Both of those friends are gone now, having left the planet seriously diminished in their absence. I miss them. But I took the wonder of that day trip and have made a number of journeys back out to Point Reyes, both while on vacations visiting Bob and while living in the East Bay for a year and half in 2006/2007, when I was the Director of an adolescent treatment program in San Francisco. I have driven north out of Oakland and over the Richmond Bridge many times, stopping for a sandwich at Safeway along the way to stick in my backpack at the Bear Valley parking lot and begin a day hike up the Bear Valley trail to the Divide Meadow, and beyond toward the sea.
This little story – honoring a place – could easily focus on the Divide Meadow (that is the enclosed photo) or Arch Rock at the Pacific. They are spectacular, spiritual, fully engaging spots. But one day, after resting on a bench above the meadow, I noticed a sign in back of the bathrooms there, and when I went over to check it out I discovered the Old Pine Trail. And I took it. It goes up for a ways, twists through a small meadow, then up again until it becomes a long, rolling walk about six feet across, between unending stands of Douglas Firs that tower above on both sides. Eventually the trail dead ends into the Sky Trail, take a left toward the ocean, take a right toward Mount Wittenberg.
So much for the park pamphlete-like brochure. The first time I walked the length of the Old Pine trail I was absolutely knocked out with the beauty and awe and reverence I felt. I took a left at the end that day – and most of the other times I went back – and that becomes a 12 mile hike from the parking lot and back there again. The Old Pine Trail has no pines along the way, just amazingly tall and ‘just there’ douglas firs. Rarely there is a break that allows a look toward the rolling ridges to the east, and just before the end of the trail the hint of the Pacific northwest through the trees. I cannot say how many times I have walked that trail, five or six or seven, and in all those times have only seen three or four other people. Talk about a best kept secret. A blue, no green, highway. To be there alone, and alone, is a wonder. Words like grace and dignity and gratitude say a little about the experience.

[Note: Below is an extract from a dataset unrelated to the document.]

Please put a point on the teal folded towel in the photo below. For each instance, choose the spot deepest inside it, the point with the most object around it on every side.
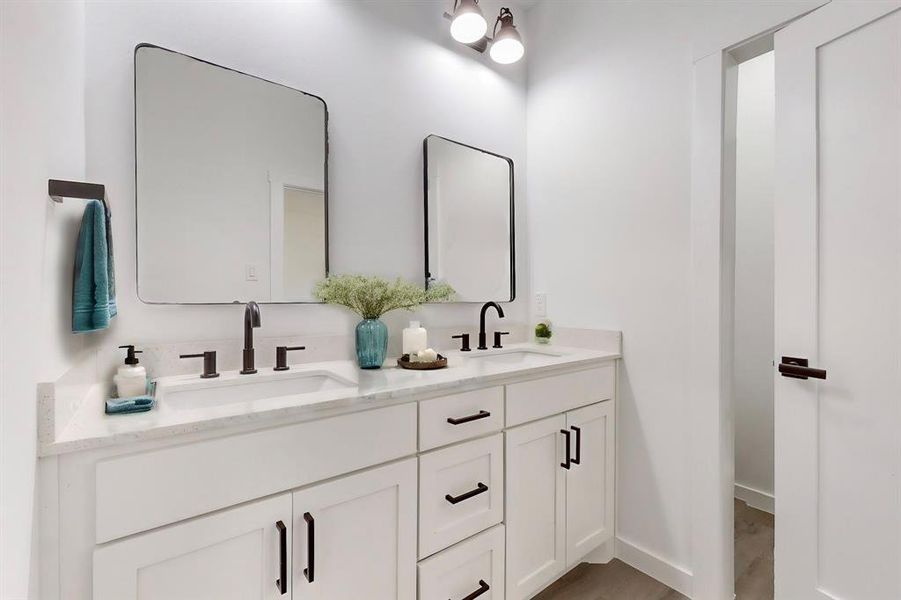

On the Sky Trail toward the ocean you walk through one eco-system after another, a kind of time travel all in the same place. Once, coming down from Mount Wittenberg a large group of loud hikers pushed me up an unknown path seeking quiet again, and I came upon a herd of deer truly amazing – brown, white, spotted, large, small. Standing quietly up ahead through the burning off morning haze. I would not have seen them if there wasn’t noise to escape. And, in fact, I would not have seen them or the eco-systems or all the other wonders from the Sky Trail if I had not, almost by accident, found and taken the Old Pine Trail.
It was another New England guy who once wrote about two paths: “I took the one less traveled by.” I was lucky. Because that is what I did. And it did make a difference.